In February 2018, Schatz joined U.S. Senators Mike Lee and Patrick Leahy to introduce legislation (S.2471) that would allow prisoners to appeal directly to a federal district court when their compassionate release request is denied. Under current law the process rests entirely in the BOP’s hands.
That process begins with a request made to a warden by or on behalf of a prisoner, based on one or more of the USSC eligibility criteria – including age, medical conditions or family circumstances. There is no form, nor even a requirement that the request be in writing. But it must include a release plan detailing where the prisoner will live and how his living expenses and medical needs will be met.
The request is then reviewed by the warden, a medical team and the probation office; the latter must inspect the proposed living situation for the released prisoner. There is no time frame designated for completion of this review, only that it be done in a “timely manner.”
Once a request receives a warden’s approval, it must then be approved by the BOP’s medical director – in cases based on medical needs – and/or its Correctional Programs Division, which reviews all other bases for the request.
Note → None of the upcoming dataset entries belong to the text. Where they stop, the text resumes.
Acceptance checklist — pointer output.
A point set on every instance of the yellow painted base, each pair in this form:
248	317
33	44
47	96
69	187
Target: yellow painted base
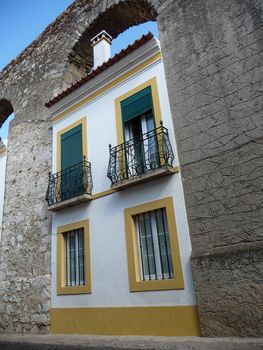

The BOP’s General Counsel also asks for an opinion from the Assistant U.S. Attorney in the district where the prisoner was convicted.
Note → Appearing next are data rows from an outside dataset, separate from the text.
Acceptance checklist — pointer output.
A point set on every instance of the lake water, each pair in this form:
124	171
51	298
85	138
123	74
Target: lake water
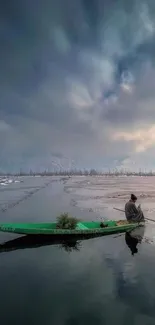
99	283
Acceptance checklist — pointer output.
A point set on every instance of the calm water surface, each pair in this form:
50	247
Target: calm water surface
99	283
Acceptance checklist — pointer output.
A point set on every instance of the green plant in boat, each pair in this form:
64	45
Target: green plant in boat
64	221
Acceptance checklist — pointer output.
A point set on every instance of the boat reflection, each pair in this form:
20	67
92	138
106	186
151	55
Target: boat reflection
134	238
29	242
If approved by the General Counsel, the request goes to the BOP Director, who most often forwards it for an additional review by the Office of the Deputy Attorney General. After crossing that hurdle, if approved it returns to the General Counsel, who drafts a motion to reduce the prisoner’s sentence for the U.S. Attorney to file in the appropriate district court.
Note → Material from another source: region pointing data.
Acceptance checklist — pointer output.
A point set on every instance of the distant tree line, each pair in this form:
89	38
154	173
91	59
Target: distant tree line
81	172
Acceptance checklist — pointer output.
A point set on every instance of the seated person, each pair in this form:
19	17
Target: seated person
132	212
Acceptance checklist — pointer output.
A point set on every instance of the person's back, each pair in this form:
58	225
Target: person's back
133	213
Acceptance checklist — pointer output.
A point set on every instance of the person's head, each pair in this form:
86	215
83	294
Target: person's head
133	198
The judge may still deny the request, or place the prisoner on supervised release. If at any stage the request is denied by the BOP, there is an Administrative Remedy Process to appeal the denial within the agency, but no opportunity for a court to intervene and the BOP’s determination is final.
It was to prompt prison officials to grant more compassionate releases that the USSC again expanded the criteria defining “extraordinary and compelling” circumstances in 2016. Under Amendment 799, which went into effect November 1, 2016, the USSC changed the criteria to allow more prisoners to qualify for compassionate release – even those without terminal illnesses. The USSC said the amendment’s purpose was to “broaden certain eligibility criteria and encourage the director of the Bureau of Prisons to file a motion for compassionate release” in appropriate cases.
Perhaps another reason the BOP denies so many compassionate release-eligible prisoners is because its policy relies on the old criteria. Program Statement 5050.49, which has not been updated since March 2015, still requires BOP staff to follow the more restrictive criteria in place prior to the USSC’s 2016 amendment.
“We are disappointed but not surprised,” said Kevin Ring, president of Families Against Mandatory Minimums, a non-profit advocacy group, which pushed Congress and the USSC to broaden the compassionate release criteria.
“Early release will help ease overcrowding and save money,” Ring noted.
Medical costs for prisoners over age 55 are five times higher than for younger prisoners. The BOP’s share of these older prisoners is expected to rise from 12% of the federal prison population to 30% by 2019. The agency spent $1.3 billion on prisoner health care last year.
Most states have a similar compassionate release program in their prison systems, sometimes called medical parole. In March 2018, South Dakota’s governor signed into law a bill that creates a compassionate release process for prisoners who are terminally ill, “seriously ill and not likely to recover” or “require extensive medical care or significant chronic medical care,” and are at least 65 years old and have served at least ten consecutive years.